In the "burn down letter" I received, the friend proceeded to tear me down in every way possible.  There was criticism for my struggles with my spouse, and criticism for how I express myself, and there was blame that was pushed off on me that--in all fairness--should have readily been shared.

There was even off-handed trivialization of my generosity, and of things I've freely given, which was, itself, a sad thing to hear and read.  Most of all, what I really got as I read and re-read the letter was that the things I hadn't been saying to my friend were coming back to haunt me.  What I believed the friendship to have been had vanished into thin air.  It was a ghost of what I had believed it to be.

Believing that I was acting compassionately, I refrained from sitting my friend down and sharing how I'd felt frustrations or pain at her hands.  My friend had been so "triggered" in the preceding five weeks or so that I had held my tongue, afraid that she was too fragile to even hear my pain, or concerns, or things she might perceive as criticisms.  I'd watched her deny her own, clearly deep, deep pain (around things not related to me), and felt powerless because she would not have accepted my desire to help or share what I was observing.  And, by holding my tongue, I set myself up as a perfectly safe place for my friend to dump all of her emotional garbage.

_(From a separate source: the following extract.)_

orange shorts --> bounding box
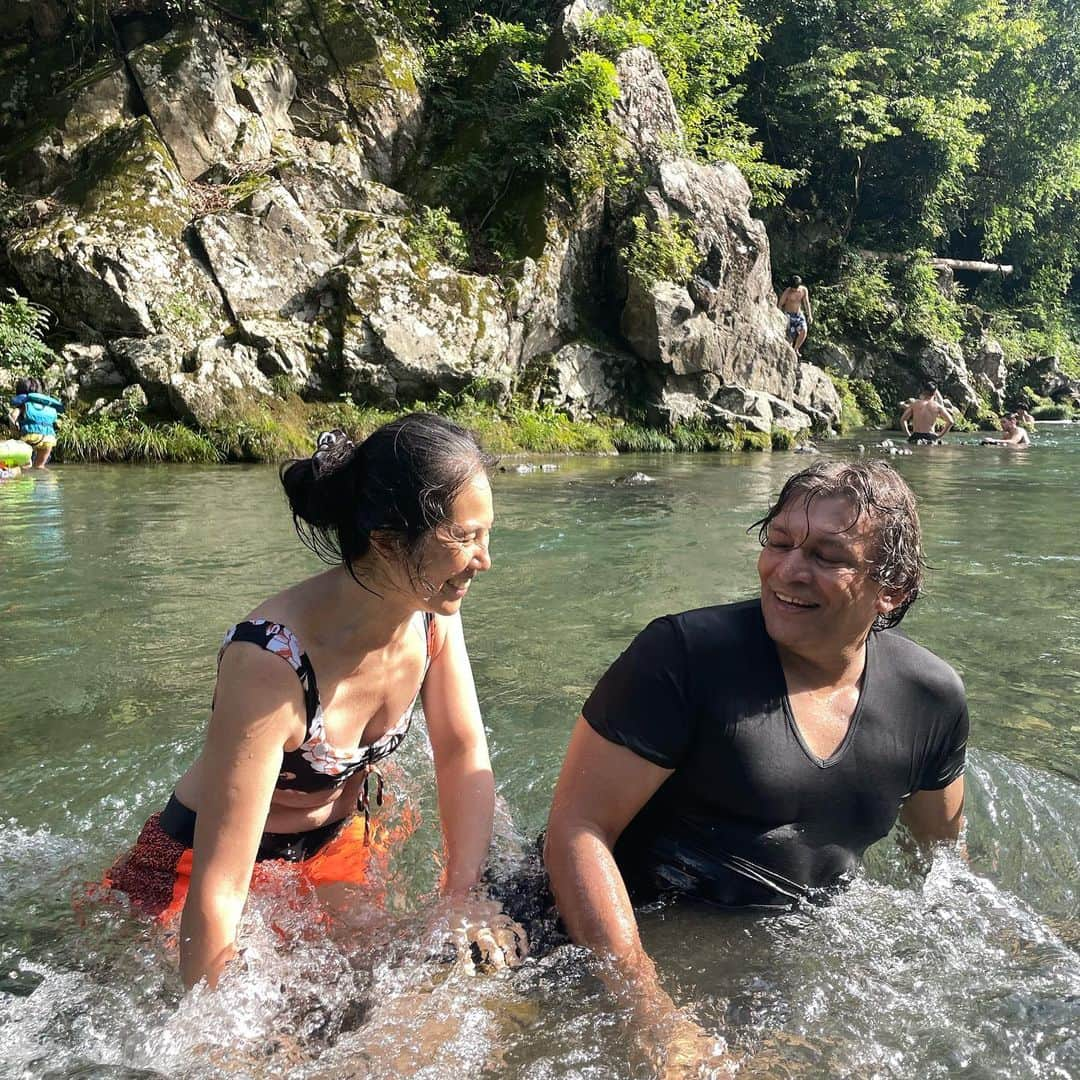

Sadly, my friend ripped away two other friends along with her own friendship.  We had become friends with her long-time friend and the friend's boyfriend, and now, they are forced to choose between us.  Not forced by us, but, by the actions of the first friend.  We are simply standing by, watching as it unfolds in front of us.  As I recognize that I'm not the chosen friend, I recognize also that I make things easy for people sometimes.  I'm probably too forgiving, too much of a "safe space."

While I do know these things now, I doubt I'll change much, because its who I am. That same trait has been why I've been trusted by clients and been a leader in areas in my life.  Another friend and I were having a beer the other night, and we were talking about the events over the end-months of the summer.  She said, "When people start to barf all their own pain and baggage and garbage all over you, you know it.  Just keep remembering that it's THEIR stuff, not yours."  I laughed and cried at the same time.  As inelegant as it sounds, that's very much what happened.  I know when people choose me as their scapegoat, though they quite frequently don't seem to think I know.  In a weird way, its a compliment.  They recognize me as the strong one.

Friends, like the one who shared a beer with me, remind me that some do stay.  Some tell the truth; some are strong enough to accept my human-ness and my flaws, and to reveal theirs to me, and are strong enough to be ok with those things.  Others come for a short while, and share some laughs; some even convince me that they are sisters, and then, a moment turns the gold to lead, and they are gone.